Ma di questo abbiamo già parlato nella nostra introduzione al trattato precedente.

Ci siamo però dispensati dal sottolineare la facilità che un'impresa del genere presentava, rimettendoci alla cultura e alla intelligenza dei nostri lettori.

Essi comprenderanno facilmente che nel caso del battesimo è evidente l'istituzione divina, la determinazione della materia e della forma, la santificazione della materia stessa fatta da Cristo una volta per sempre nella solenne teofania che accompagnò il suo battesimo, il simbolismo del sacramento secondo l'indiscutibile spiegazione paolina, la sua efficacia quale mezzo di salvezza e di grazia, il carattere indelebile che lascia nell'anima.

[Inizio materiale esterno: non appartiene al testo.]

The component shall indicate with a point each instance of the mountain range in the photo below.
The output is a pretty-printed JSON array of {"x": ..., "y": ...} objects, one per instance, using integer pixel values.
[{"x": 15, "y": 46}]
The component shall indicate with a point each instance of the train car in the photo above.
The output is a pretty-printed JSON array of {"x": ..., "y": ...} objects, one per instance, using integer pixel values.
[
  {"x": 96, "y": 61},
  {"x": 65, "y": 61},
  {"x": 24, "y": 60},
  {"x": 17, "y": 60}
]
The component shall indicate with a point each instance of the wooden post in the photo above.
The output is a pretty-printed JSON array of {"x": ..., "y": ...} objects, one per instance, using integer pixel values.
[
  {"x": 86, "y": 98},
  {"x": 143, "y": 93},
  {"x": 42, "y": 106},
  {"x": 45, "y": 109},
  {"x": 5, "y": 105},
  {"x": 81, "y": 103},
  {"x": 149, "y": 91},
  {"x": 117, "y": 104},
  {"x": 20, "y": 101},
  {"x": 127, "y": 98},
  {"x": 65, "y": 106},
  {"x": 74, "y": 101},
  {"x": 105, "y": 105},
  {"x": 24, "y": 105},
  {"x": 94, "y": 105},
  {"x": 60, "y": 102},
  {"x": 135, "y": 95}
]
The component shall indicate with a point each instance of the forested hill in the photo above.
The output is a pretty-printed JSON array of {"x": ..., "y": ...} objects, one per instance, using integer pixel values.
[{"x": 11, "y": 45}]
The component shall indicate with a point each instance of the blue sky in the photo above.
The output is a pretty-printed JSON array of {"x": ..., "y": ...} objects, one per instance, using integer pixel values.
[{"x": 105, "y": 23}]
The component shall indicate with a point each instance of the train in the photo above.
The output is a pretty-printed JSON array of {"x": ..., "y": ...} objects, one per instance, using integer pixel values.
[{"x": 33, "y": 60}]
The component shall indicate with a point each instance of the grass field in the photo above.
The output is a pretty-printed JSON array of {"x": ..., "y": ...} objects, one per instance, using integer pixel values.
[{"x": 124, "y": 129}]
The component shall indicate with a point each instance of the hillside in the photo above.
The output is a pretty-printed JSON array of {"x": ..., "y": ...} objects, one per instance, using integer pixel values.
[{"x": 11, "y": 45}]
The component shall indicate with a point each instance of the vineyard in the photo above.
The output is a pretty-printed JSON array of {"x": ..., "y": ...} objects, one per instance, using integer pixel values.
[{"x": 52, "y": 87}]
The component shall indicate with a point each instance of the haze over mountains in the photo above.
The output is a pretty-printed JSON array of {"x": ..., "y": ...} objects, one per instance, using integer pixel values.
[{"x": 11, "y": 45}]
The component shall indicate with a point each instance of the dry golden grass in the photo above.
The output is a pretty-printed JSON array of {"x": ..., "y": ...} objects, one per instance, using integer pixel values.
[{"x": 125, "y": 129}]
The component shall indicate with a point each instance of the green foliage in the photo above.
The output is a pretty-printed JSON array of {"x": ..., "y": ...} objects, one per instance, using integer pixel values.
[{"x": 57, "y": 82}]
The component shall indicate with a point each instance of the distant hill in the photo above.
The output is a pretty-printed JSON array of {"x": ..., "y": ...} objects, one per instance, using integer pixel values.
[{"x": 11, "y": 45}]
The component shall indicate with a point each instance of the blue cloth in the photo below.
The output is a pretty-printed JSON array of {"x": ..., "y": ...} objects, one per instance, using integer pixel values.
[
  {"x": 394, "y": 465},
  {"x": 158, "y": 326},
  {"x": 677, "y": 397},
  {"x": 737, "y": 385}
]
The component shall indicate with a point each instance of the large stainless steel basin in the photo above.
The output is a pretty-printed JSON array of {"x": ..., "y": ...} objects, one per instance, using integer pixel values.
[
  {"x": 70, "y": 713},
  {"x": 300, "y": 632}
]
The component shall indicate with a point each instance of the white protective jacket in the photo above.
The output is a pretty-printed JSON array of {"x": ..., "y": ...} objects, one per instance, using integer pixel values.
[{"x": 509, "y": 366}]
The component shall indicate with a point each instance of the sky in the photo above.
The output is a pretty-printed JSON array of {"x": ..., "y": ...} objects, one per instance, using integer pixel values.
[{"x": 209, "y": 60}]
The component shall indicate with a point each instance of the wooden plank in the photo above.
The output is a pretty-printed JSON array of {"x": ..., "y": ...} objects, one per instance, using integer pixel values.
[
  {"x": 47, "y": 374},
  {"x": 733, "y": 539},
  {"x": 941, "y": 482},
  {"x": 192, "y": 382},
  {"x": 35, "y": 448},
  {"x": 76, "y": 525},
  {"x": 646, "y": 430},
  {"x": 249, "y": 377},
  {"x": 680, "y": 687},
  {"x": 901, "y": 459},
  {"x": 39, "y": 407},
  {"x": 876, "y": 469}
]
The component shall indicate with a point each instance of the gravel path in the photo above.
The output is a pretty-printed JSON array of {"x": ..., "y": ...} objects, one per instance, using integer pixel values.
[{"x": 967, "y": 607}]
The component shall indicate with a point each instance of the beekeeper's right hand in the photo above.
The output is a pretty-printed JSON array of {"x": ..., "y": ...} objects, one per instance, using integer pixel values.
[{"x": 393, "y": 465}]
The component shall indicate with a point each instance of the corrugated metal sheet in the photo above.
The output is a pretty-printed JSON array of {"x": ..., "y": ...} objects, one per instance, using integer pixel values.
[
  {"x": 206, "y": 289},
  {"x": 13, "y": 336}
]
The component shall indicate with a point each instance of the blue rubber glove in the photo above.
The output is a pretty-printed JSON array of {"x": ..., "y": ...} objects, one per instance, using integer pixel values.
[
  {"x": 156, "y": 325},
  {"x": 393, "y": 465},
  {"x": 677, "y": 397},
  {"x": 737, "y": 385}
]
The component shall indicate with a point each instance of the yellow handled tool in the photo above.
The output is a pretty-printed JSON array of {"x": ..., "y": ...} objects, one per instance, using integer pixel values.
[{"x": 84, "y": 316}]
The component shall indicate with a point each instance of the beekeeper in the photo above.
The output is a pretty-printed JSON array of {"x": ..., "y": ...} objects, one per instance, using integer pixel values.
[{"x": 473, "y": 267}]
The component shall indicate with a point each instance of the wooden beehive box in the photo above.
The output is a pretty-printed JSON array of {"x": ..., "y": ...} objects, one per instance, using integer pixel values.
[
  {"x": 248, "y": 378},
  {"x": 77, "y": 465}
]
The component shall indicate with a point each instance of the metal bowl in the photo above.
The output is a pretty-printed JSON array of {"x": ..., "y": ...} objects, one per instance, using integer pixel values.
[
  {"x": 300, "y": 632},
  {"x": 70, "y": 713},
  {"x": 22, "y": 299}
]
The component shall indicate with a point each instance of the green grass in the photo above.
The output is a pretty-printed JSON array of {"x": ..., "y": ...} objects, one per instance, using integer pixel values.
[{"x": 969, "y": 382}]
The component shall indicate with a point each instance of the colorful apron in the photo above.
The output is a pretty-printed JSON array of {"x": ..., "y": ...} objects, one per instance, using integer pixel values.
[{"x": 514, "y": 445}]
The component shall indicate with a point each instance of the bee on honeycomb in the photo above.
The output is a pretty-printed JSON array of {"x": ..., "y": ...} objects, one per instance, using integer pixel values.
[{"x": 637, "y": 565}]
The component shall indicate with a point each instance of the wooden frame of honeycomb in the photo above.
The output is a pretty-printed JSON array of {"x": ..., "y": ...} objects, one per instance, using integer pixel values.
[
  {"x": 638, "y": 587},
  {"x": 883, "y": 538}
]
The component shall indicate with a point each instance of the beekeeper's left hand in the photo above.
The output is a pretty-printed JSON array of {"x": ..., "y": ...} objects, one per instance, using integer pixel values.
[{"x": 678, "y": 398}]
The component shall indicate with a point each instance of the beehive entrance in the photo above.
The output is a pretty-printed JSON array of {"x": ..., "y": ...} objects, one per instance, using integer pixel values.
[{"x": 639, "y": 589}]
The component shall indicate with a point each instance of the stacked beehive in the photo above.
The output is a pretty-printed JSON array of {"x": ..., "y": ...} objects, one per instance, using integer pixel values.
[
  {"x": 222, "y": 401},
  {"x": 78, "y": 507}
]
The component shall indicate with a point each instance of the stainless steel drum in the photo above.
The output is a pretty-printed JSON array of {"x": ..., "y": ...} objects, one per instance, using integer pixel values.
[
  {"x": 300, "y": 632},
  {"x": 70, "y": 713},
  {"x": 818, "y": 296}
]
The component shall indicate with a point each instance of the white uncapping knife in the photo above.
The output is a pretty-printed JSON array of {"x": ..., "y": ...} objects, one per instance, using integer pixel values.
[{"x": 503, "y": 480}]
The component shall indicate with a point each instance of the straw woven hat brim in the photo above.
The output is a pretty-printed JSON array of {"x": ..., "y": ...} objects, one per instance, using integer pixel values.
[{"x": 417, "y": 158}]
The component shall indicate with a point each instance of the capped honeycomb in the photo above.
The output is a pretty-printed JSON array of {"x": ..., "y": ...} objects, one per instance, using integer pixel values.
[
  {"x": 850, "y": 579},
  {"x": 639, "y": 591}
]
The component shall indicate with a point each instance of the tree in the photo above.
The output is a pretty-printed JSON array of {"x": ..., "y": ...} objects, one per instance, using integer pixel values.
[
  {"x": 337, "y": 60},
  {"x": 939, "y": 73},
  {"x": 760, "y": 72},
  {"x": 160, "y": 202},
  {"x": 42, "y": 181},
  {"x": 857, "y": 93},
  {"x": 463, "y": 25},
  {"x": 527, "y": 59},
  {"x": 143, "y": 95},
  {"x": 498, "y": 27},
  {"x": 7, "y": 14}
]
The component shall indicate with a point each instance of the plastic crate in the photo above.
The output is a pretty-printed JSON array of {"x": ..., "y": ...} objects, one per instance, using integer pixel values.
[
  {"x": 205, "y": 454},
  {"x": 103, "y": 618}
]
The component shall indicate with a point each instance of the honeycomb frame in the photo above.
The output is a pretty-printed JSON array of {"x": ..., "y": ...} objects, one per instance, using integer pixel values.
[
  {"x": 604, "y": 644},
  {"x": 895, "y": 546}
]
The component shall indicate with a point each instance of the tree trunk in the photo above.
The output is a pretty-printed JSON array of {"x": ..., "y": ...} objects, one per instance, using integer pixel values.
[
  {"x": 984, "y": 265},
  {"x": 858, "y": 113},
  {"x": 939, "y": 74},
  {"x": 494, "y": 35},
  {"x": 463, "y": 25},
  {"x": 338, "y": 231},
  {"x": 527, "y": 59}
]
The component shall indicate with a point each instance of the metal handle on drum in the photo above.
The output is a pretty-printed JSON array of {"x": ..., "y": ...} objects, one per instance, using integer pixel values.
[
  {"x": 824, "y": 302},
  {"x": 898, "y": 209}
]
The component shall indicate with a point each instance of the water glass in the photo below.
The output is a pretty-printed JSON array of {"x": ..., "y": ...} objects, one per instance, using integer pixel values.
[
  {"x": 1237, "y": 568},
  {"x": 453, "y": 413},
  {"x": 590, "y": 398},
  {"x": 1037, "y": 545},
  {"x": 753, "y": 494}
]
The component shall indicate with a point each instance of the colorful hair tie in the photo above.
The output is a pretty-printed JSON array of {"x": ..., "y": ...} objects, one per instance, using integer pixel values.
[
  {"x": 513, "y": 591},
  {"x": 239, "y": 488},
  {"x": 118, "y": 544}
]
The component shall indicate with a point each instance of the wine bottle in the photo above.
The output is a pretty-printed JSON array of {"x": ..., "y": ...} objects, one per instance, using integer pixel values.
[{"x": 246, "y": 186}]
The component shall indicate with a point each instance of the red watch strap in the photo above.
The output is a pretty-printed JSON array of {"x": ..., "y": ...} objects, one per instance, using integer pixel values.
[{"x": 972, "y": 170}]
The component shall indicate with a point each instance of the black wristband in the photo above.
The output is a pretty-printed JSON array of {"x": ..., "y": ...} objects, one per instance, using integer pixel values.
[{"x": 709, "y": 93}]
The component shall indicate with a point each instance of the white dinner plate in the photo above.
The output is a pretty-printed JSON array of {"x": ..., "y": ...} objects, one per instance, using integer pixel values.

L'impresa sarebbe stata invece enormemente più difficile nel caso della cresima, per non parlare di altri sacramenti.

Comunque, avendo il nostro Autore preparato il terreno ai singoli sacramenti con un trattato generale su di essi, ha semplificato molto la stessa trattazione del battesimo.

La cresima poi è stata ridotta a una sola questione.

Perciò chi cercasse nell'esposizione dell'Aquinate una monografia completa sui sacramenti dell'iniziazione cristiana, resterebbe deluso; perché in questa materia l'erudizione storica, liturgica e disciplinare di un buon manuale moderno è certamente superiore a quello della Somma Teologica.

Chi invece ha il desiderio di approfondire i problemi teologici, e di afferrare i legami intimi che uniscono tra loro i vari aspetti del dogma, non rimpiangerà davvero il tempo impiegato nella lettura di questi brevi trattati che mirano all'essenziale senza indulgere alla casistica.

- Però sarebbe del tutto errato credere che l'esposizione tomistica si limiti a spaziare nel generico e nell'astratto.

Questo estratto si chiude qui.